How does neural network examine financial reports and understand financial state of the company?

References

  1. S. J. Russell and P. Norvig. Artificial Intelligence: A Modern Approach. Prentice Hall, Englewood Cliffs, NJ, 3nd edition, 2010
  2. Hartford J, Lewis G, Taddy M. 2016. Counterfactual prediction with deep instrumental variables networks. arXiv:1612.09596 [stat.AP]

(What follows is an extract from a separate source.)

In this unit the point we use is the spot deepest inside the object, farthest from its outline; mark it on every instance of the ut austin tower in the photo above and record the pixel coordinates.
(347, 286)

  3. Krizhevsky A, Sutskever I, Hinton GE. 2012. Imagenet classification with deep convolutional neural networks. In Advances in Neural Information Processing Systems, Vol. 25, ed. Z Ghahramani, M Welling, C Cortes, ND Lawrence, KQ Weinberger, pp. 1097–105. San Diego, CA: Neural Inf. Process. Syst. Found.
  4. Athey S, Imbens GW. 2017a. The econometrics of randomized experiments. In Handbook of Economic Field Experiments, Vol. 1, ed. E Duflo, A Banerjee, pp. 73–140. Amsterdam: Elsevier
  5. Arjovsky M, Bottou L. 2017. Towards principled methods for training generative adversarial networks. arXiv:1701.04862 [stat.ML]
  6. Breusch, T. S. A. R. Pagan (1979), "A simple test for heteroskedasticity and random coefficient variation," Econometrica, 47, 1287–1294.
  7. Mnih A, Teh YW. 2012. A fast and simple algorithm for training neural probabilistic language models. In Proceedings of the 29th International Conference on Machine Learning, pp. 419–26. La Jolla, CA: Int. Mach. Learn. Soc.
Frequently Asked QuestionsQ: What is the prediction methodology for TNP^E stock?
A: TNP^E stock prediction methodology: We evaluate the prediction models Transductive Learning (ML) and Logistic Regression
Q: Is TNP^E stock a buy or sell?
A: The dominant strategy among neural network is to Sell TNP^E Stock.
Q: Is Tsakos Energy Navigation Ltd Series E Fixed-to-Floating Rate Cumulative Redeemable Perpetual Preferred Shares par value $1.00 stock a good investment?
A: The consensus rating for Tsakos Energy Navigation Ltd Series E Fixed-to-Floating Rate Cumulative Redeemable Perpetual Preferred Shares par value $1.00 is Sell and is assigned short-term B2 & long-term Ba2 estimated rating.
Q: What is the consensus rating of TNP^E stock?
A: The consensus rating for TNP^E is Sell.
Q: What is the prediction period for TNP^E stock?